Los tres estaban despiertos cuando el sol irrumpió en el cielo. Grandes fajas de la noche habían desaparecido de la memoria de Valentine, y pensó que tal vez había dormitado algunos ratos sin darse cuenta, porque su mente tenía una extraordinaria claridad, y estaba con los ojos muy abiertos, como en pleno día. Igual que Voriax, igual que la sonriente y desnuda bruja que estaba tumbada entre ambos.

—Ahora —dijo ella—¡os adivinaré el futuro! Voriax emitió un sonido de intranquilidad, un carraspeo, pero Valentine se apresuró a intervenir.

—¡Sí! ¡Sí! ¡Profetiza!

—Coged semillas de pinglo —dijo Tanunda.

Había semillas esparcidas por todas partes, simientes de brillante color negro con salpicaduras de rojo. Valentine cogió un buen puñado, e incluso Voriax recogió algunas. Las entregaron a la bruja, que ya tenía las manos llenas, y Tanunda las agitó con las manos cerradas y las tiró al suelo como si fueran dados. Hizo cinco tiradas, recogió las semillas y repitió el proceso. Después ahuecó las manos para que algunas cayeran formando un círculo y echó las semillas restantes dentro de esa superficie. Las observó largo rato, acuclillada y con la cabeza pegada al suelo para estudiarlas. Finalmente alzó los ojos. Aquella licenciosa picardía había desaparecido de su semblante. Estaba raramente alterada, muy solemne y varios años envejecida.
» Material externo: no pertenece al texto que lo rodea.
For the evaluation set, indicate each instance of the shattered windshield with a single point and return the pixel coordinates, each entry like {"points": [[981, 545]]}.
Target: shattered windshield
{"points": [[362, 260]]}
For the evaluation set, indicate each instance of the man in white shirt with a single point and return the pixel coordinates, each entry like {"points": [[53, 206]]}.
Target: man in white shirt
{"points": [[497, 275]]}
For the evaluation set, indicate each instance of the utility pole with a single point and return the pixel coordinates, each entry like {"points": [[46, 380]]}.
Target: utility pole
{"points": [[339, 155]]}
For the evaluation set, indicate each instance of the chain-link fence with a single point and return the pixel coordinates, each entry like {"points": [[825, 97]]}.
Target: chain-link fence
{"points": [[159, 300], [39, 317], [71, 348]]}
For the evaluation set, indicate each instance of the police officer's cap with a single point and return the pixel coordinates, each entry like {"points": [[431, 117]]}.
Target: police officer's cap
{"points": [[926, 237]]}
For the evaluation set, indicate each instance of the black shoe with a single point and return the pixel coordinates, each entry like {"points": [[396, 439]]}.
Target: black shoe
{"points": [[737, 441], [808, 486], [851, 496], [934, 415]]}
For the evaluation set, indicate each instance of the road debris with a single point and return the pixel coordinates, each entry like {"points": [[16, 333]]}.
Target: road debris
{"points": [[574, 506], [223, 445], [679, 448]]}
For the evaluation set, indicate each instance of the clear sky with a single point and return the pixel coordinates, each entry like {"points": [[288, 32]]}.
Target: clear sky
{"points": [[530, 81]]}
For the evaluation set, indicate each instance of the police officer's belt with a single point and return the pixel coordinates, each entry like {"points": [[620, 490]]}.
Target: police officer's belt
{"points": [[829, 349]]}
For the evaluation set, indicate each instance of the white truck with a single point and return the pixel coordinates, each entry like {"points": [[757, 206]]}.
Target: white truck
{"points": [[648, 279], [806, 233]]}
—Sois hombres de alta cuna —dijo—. Pero eso ya se veía en vuestro porte. Las semillas me dicen muchas cosas más. Veo que grandes peligros os aguardan, a los dos.

Voriax apartó la mirada, con el ceño fruncido, y escupió.

—Eres escéptico, sí —dijo Tanunda—. Pero ambos correréis riesgos. Tú… —señaló a Voriax— debes tener cuidado con los bosques, y tú… —una mirada a Valentine— debes vigilar el agua, los océanos. —La bruja arrugó la frente—. Y muchas cosas más, creo, porque tu destino es misterioso y soy incapaz de interpretarlo con claridad. Tu linaje se interrumpe… no por la muerte, sino por algo más extraño, una gran transformación… —Sacudió la cabeza—. Esto me sorprende. No puedo ayudarte más.